What can one person doooooo?

In January, Marty baked and handed out 15 loaves: to the wife of the neighbor who has been accused of a crime. To the woman suffering from cancer. In February, 45 loaves.

At 81, Marty is active in church activities, busy with children, grandchildren and interests so varied I’m always discovering new ones despite a decade of correspondence. She travels, teaches morning and evening classes, takes part in a book club, writes letters.

In March, she gave away 53 loaves; April, 46. In her kitchen, young women learn the art of mixing, kneading, shaping the loaves they’ll take to their own kitchens to bake. Marty’s prayer ingredient is optional, but the smell of fresh-made bread blesses each home.

May, 40 loaves, including bread for a family mourning the death of their mother. “This somehow gives me a gift,” she explains, “and I guess the only thing I can name this gift is ‘peace.’” She maintains a large home, dozens of plants inside and around it; she sends me pictures of her cats. She’s kept baking bread throughout the ugly incidents life can provide, including cancer.

Marty Mather (1927-2020)

June, 55 loaves, and July — in Kansas! — 72. She sends me clippings about Kansas politics along with her opinions and obituaries of people who lived with good humor and good works.

August, 46 loaves. “When I was a child and my mother made bread she would cut off a slice when it came out of the oven hot, slather it with butter, cover it with brown sugar, fold it together and give us a “love” sandwich.” Her grandchildren, learning to knead dough at ages 2 and 4, gobbled love sandwiches.

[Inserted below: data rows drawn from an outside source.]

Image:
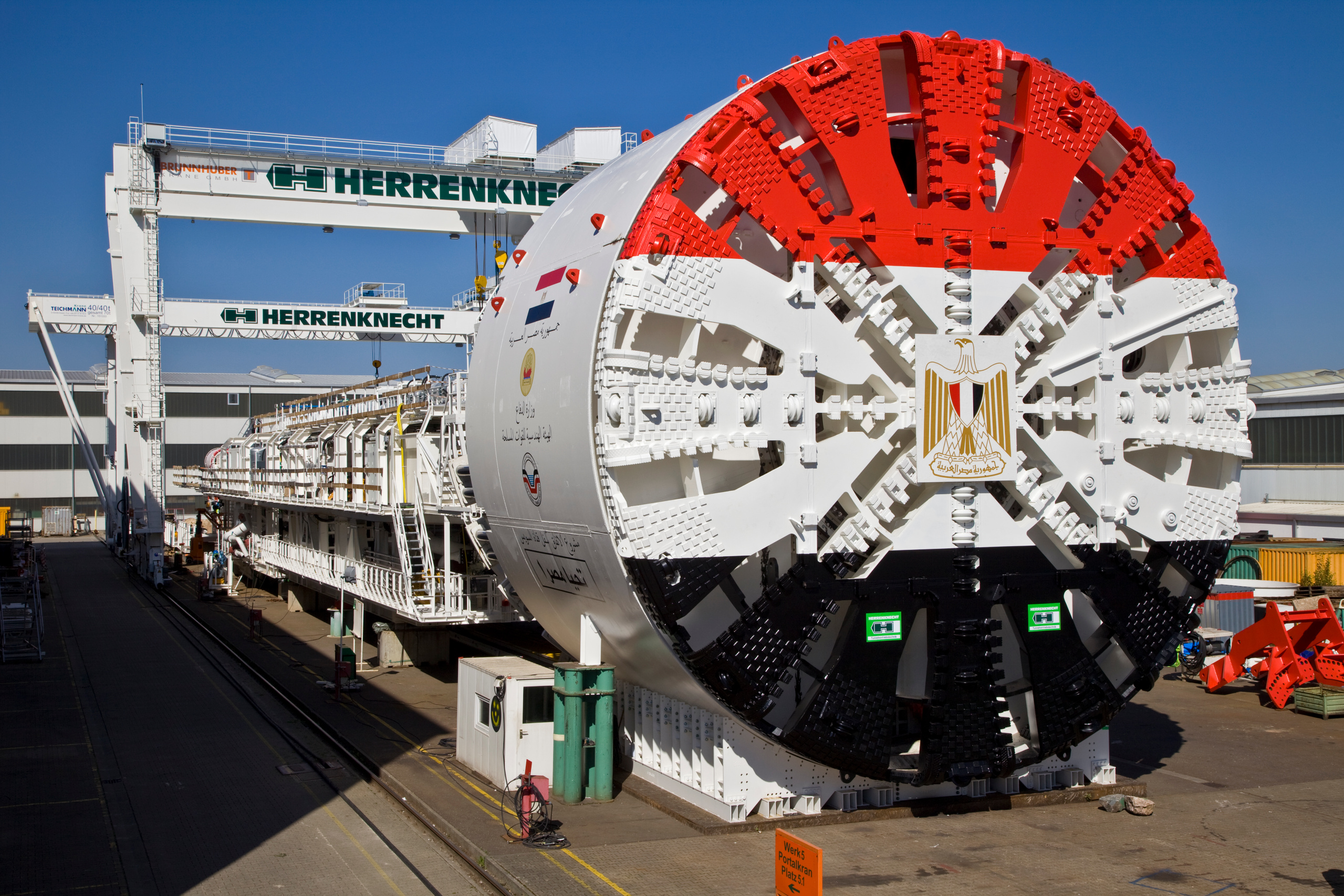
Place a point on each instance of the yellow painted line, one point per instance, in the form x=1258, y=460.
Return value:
x=64, y=890
x=600, y=875
x=54, y=803
x=78, y=743
x=557, y=861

September, 35; October, 47. Last year during Lent, instead of giving up coffee or chocolate, she gave bread to the workers in her church, and to others in the community. “This brings me joy,” she says, adding, “which in a sense is a selfish way of looking at it.”

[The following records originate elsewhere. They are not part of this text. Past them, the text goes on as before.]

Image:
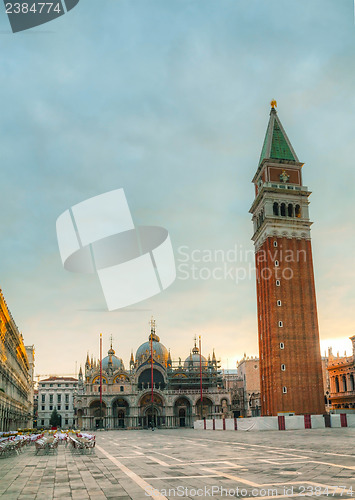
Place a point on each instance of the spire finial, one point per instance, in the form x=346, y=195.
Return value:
x=152, y=325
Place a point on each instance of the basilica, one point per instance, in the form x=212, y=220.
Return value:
x=127, y=400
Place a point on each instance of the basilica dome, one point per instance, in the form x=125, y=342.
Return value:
x=160, y=352
x=112, y=361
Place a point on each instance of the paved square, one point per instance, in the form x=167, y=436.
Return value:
x=190, y=464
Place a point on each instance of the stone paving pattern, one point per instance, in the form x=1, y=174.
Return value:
x=126, y=462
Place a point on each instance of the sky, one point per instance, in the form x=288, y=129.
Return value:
x=169, y=99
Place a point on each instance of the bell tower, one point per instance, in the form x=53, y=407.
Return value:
x=290, y=360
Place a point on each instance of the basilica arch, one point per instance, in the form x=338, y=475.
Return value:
x=207, y=407
x=120, y=413
x=145, y=378
x=182, y=412
x=97, y=414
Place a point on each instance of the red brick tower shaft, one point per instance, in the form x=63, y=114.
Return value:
x=290, y=360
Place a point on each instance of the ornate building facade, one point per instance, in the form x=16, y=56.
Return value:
x=16, y=381
x=342, y=380
x=289, y=349
x=56, y=393
x=127, y=393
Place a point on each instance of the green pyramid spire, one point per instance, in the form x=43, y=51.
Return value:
x=277, y=145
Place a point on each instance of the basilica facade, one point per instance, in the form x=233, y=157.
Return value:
x=128, y=400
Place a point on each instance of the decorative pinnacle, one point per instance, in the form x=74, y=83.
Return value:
x=152, y=325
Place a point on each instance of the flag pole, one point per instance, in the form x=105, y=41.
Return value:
x=101, y=416
x=199, y=340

The gift of bread carries with it history ancient beyond reckoning, symbolism that applies equally to every homeland, every religion. November, 60 loaves. Marty admits enjoying the fragrance of baking bread, “filling the house like a lovely incense.” And more: “Making homemade bread is not a talent or really a skill . . . It only takes planning, time, energy and love.”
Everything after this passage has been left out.